Beispielsweise wurde der damalige Außenminister Ilkka Kanerva 2008 wegen eines SMS-Skandals entlassen: Er schrieb einer umstrittenen weiblichen Berühmtheit eine SMS. Sanna Marin selbst wurde Premierministerin, nachdem ihr Vorgänger Antti Rinne nach einem Skandal im Zusammenhang mit einem Poststreik zurückgetreten war.
Marin und ihre von Frauen geführte Regierung stehen seit ihrem Amtsantritt im Dezember 2019 im Mittelpunkt ungewöhnlicher internationaler Aufmerksamkeit. Eine Studie des NATO-Exzellenzzentrums für strategische Kommunikation aus dem Jahr 2021 ergab, dass weibliche Minister der Regierung Marin überproportional viele beleidigende Nachrichten erhalten. und Marin selbst war oft Gegenstand häuslicher „Skandale“, wie das Posten bestimmter Selfies auf Instagram oder andere Partyvorfälle, die ihr in der Presse den Spitznamen „Party-Sanna“ einbrachten.
Einige von Sannas denkwürdigsten „Skandalen“ waren „Breakfastgate“ über ihre Frühstückskosten oder die Kontroverse über die Enthüllung, dass sie gerne selbst die offizielle Wohnung putzt.
sexistische Kritik
Viele der ziemlich absurden nationalen Kontroversen riechen nach Frauenfeindlichkeit, da Marin Finnland konsequent durch mehrere außergewöhnlich schwierige Situationen geführt hat, angefangen mit der Pandemie und jetzt dem NATO-Mitgliedschaftsprozess. Es ist viel zu verstehen, dass eine fähige Premierministerin eine 36-jährige Frau sein kann, Mutter eines kleinen Kindes, die es trotz eines der härtesten Jobs im Land schafft, auch ein soziales Leben zu führen, auf Festivals zu gehen, und sogar die gelegentliche Party.
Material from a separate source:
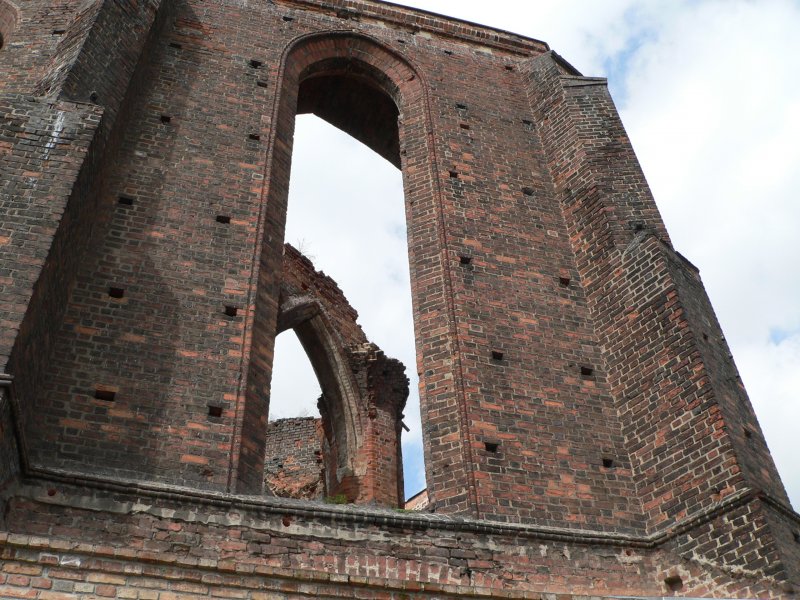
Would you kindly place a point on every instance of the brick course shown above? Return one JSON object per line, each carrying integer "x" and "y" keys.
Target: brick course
{"x": 584, "y": 427}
Normalerweise machen nationale „Skandale“ keine internationalen Schlagzeilen. Was diesmal anders war, war der Vorwurf, sie könnte Drogen genommen haben.
Es basierte auf einem Satz in dem durchgesickerten Partyvideo, der als „jauhojengi“ („Mehlbande“) fehlinterpretiert und für Drogen gehalten wurde. Tatsächlich scheinen Marin und seine Freunde den Text eines finnischen Popsongs zu singen, in dem „jallu“, ein finnisches alkoholisches Getränk, erwähnt wird. In Finnland würde sowieso niemand Drogen „Mehl“ nennen, was das Ganze noch dümmer macht.
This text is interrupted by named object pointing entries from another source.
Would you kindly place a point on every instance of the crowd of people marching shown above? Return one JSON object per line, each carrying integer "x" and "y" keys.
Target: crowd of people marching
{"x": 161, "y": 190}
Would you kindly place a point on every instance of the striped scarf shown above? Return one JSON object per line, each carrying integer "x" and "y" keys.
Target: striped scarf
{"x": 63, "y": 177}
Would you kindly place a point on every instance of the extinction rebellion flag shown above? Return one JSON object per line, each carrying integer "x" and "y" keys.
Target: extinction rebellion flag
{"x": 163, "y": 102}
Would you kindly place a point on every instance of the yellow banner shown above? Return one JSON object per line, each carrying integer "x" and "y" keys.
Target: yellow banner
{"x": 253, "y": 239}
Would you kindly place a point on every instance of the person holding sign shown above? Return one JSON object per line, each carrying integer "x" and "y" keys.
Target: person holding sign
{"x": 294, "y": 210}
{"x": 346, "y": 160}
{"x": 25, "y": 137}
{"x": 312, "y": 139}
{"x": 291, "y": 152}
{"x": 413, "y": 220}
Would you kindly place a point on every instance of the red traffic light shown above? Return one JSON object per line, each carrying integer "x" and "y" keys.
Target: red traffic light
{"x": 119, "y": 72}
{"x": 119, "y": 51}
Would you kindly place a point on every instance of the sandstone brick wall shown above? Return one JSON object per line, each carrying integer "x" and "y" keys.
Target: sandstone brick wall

Fehlinformationen verbreiten sich schnell
Trotzdem griffen ihn die internationalen Medien in beispielloser Weise auf. In einer Artikelserie mit unbestätigten Fakten behaupteten ausländische Medien sogar, dass im Hintergrund das Wort „Kokain“ geschrien wurde.
Nachdem ein Randmitglied einer der Koalitionsparteien vorgeschlagen hatte, sie solle sich einem Drogentest unterziehen, sagte Marin am Freitag gegenüber Reportern, sie habe dies getan, um Missverständnisse über ihr Verhalten auszuräumen – obwohl die Beweislast nicht bei den Angeklagten liegen sollte.
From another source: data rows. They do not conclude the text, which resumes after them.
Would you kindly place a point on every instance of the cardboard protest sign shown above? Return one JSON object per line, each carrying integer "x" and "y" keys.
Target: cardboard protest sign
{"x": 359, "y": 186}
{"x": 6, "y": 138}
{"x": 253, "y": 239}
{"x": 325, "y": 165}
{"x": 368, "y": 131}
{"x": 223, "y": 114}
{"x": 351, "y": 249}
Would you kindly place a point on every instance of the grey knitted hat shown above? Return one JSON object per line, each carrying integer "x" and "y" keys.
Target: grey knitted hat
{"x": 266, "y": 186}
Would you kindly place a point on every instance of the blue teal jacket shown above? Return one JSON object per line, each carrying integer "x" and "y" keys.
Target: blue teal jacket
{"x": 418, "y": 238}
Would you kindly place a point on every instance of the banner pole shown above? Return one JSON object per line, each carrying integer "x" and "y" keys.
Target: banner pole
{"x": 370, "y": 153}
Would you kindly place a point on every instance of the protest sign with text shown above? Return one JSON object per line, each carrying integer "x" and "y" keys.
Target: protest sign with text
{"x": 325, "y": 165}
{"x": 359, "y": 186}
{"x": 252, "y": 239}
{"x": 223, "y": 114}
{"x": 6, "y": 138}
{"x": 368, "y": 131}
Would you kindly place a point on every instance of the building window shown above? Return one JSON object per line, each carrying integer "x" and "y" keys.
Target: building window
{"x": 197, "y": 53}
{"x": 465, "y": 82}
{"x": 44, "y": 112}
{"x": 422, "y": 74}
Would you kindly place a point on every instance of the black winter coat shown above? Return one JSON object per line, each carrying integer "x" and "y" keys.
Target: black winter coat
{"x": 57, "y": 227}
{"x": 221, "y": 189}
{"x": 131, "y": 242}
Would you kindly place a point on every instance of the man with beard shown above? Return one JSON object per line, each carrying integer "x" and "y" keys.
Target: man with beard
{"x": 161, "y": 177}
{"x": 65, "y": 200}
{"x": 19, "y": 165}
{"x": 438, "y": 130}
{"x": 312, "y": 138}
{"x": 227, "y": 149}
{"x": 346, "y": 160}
Während Marin auch starke Botschaften internationaler Unterstützung erhalten hat, zeigt der Fall, wie leicht sich Fehlinformationen wie ein Lauffeuer verbreiten können. Es braucht so wenig, um Schaden anzurichten, aber so viel Arbeit, um den Rekord richtig zu stellen.
Es ist immer die Last eines Vorreiters, der Marin in vielerlei Hinsicht ist, das Image einer Institution zu reformieren, wie und wer ein Premierminister sein kann. Dies wird nicht der letzte sehr finnische Skandal sein, in den der Premierminister verwickelt ist, und vielleicht ist das auch gut so.
Minna Alander ist eine finnische Analystin für Außen- und Sicherheitspolitik. Sie arbeitete am German Institute of International Affairs (SWP) in Berlin und kehrt demnächst als wissenschaftliche Mitarbeiterin am Finnish Institute of International Affairs in ihre Heimat Finnland zurück.